Farmers look at clothes at a market in Zaozhuang city's Shanting district, in East China's Shandong province, before the Spring Festival.Li Zongxian / For China Daily

As she admired her tableware collection, Gao Shumei picked up one of the bowls and traced her fingers over the Chinese character fu, meaning good fortune, which was printed upon it.

"I buy new bowls and chopsticks every year for Chinese New Year. It is said that new tableware will bring bliss and longevity to the family," said the 75-year-old.

Gao lives in a remote village on the Loess Plateau in Gansu province. This year her granddaughter bought the family's new tableware online. It was chosen and ordered in minutes, but it has not always been so easy.

Just three decades ago, bartering was a much more common practice, Gao said.
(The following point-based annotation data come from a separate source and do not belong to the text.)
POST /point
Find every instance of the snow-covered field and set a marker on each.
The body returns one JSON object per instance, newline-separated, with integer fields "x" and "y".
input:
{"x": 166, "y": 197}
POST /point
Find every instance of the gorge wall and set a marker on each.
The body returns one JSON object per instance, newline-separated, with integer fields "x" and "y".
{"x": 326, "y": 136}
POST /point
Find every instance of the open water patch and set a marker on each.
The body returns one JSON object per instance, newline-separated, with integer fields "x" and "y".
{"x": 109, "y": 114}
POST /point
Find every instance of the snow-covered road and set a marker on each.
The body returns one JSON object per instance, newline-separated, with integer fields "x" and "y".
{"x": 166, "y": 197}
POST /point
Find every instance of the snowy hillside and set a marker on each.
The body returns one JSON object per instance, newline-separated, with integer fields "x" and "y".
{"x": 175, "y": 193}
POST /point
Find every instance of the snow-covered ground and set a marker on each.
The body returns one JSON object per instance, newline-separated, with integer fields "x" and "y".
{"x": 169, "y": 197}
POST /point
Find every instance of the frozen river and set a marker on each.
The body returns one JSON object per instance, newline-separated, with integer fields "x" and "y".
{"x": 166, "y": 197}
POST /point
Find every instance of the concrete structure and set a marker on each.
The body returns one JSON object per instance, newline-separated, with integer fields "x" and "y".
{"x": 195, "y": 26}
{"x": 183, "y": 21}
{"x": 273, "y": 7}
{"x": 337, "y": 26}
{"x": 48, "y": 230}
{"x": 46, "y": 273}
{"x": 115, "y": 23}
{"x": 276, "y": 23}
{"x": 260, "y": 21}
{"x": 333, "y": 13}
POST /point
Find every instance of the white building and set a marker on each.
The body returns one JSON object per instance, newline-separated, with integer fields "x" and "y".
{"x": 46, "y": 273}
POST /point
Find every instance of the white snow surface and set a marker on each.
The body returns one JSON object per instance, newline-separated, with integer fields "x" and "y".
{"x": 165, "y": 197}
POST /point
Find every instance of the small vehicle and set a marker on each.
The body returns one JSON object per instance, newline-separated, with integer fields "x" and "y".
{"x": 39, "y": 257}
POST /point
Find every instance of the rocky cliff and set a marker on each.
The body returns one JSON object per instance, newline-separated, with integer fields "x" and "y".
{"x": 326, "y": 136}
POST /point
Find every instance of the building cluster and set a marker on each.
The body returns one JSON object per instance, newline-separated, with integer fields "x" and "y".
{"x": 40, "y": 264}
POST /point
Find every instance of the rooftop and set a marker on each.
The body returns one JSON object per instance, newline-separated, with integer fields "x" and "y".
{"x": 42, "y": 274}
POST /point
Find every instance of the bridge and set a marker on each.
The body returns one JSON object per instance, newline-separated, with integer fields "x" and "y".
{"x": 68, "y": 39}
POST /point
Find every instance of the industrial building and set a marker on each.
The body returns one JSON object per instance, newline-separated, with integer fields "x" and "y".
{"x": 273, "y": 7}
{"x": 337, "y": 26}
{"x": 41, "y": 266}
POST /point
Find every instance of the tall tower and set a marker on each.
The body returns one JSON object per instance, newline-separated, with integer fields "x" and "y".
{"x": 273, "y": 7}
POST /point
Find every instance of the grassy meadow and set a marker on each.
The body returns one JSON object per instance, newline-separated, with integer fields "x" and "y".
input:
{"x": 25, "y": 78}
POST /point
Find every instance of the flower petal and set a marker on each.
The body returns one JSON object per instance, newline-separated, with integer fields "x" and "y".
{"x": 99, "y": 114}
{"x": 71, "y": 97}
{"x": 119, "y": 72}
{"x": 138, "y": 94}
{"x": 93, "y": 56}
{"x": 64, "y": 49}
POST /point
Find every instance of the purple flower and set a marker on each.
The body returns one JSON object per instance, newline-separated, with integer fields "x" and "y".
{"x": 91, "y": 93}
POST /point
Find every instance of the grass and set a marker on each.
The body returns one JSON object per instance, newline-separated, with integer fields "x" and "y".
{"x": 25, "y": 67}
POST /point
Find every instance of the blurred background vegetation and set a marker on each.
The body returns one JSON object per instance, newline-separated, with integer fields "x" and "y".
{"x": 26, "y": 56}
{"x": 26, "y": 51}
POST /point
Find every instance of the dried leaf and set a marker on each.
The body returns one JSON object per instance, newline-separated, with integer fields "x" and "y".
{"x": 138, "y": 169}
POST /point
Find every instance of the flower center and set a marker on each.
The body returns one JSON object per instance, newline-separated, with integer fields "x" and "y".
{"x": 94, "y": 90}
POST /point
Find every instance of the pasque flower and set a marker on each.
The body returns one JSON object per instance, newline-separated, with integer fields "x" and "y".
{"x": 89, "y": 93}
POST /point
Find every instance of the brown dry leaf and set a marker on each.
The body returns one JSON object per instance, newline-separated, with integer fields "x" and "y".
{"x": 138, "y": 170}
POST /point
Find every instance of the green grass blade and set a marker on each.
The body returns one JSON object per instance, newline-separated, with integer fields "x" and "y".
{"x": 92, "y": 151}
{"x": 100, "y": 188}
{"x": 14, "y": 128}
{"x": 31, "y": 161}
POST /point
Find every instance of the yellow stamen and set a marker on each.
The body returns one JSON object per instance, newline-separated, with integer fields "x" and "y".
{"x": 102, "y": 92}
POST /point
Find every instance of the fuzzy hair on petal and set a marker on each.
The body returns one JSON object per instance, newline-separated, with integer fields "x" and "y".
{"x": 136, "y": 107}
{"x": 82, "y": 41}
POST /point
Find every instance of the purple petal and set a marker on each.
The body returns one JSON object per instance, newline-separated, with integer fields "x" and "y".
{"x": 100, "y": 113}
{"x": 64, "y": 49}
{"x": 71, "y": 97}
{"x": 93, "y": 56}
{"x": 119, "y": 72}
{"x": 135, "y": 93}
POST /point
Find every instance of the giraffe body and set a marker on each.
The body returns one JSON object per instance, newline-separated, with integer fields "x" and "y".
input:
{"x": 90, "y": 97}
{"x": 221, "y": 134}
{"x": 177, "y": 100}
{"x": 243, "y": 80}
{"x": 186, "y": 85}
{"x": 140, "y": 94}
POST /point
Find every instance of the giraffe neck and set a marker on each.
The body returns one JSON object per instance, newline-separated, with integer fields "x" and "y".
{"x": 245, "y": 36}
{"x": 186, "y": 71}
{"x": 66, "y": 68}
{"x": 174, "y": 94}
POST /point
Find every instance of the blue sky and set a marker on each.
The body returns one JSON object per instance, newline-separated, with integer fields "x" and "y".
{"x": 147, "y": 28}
In the late 1970s, when few Chinese traveled extensively, villagers had to wait for traveling vendors, who would hawk their goods from village to village and often walk for miles in between.

Each salesman would make their own sound, usually using a bell or a whistle, to alert the village to what they were selling.

"I still get excited when I hear a rattle drum. I catch myself, even now, glancing at the window expecting to see the peddler arriving," Gao recalled.

One year, she swapped a bag of grain grown on her family lot for a pair of blue-striped porcelain bowls. These bowls, however, were not meant for the annual reunion dinner.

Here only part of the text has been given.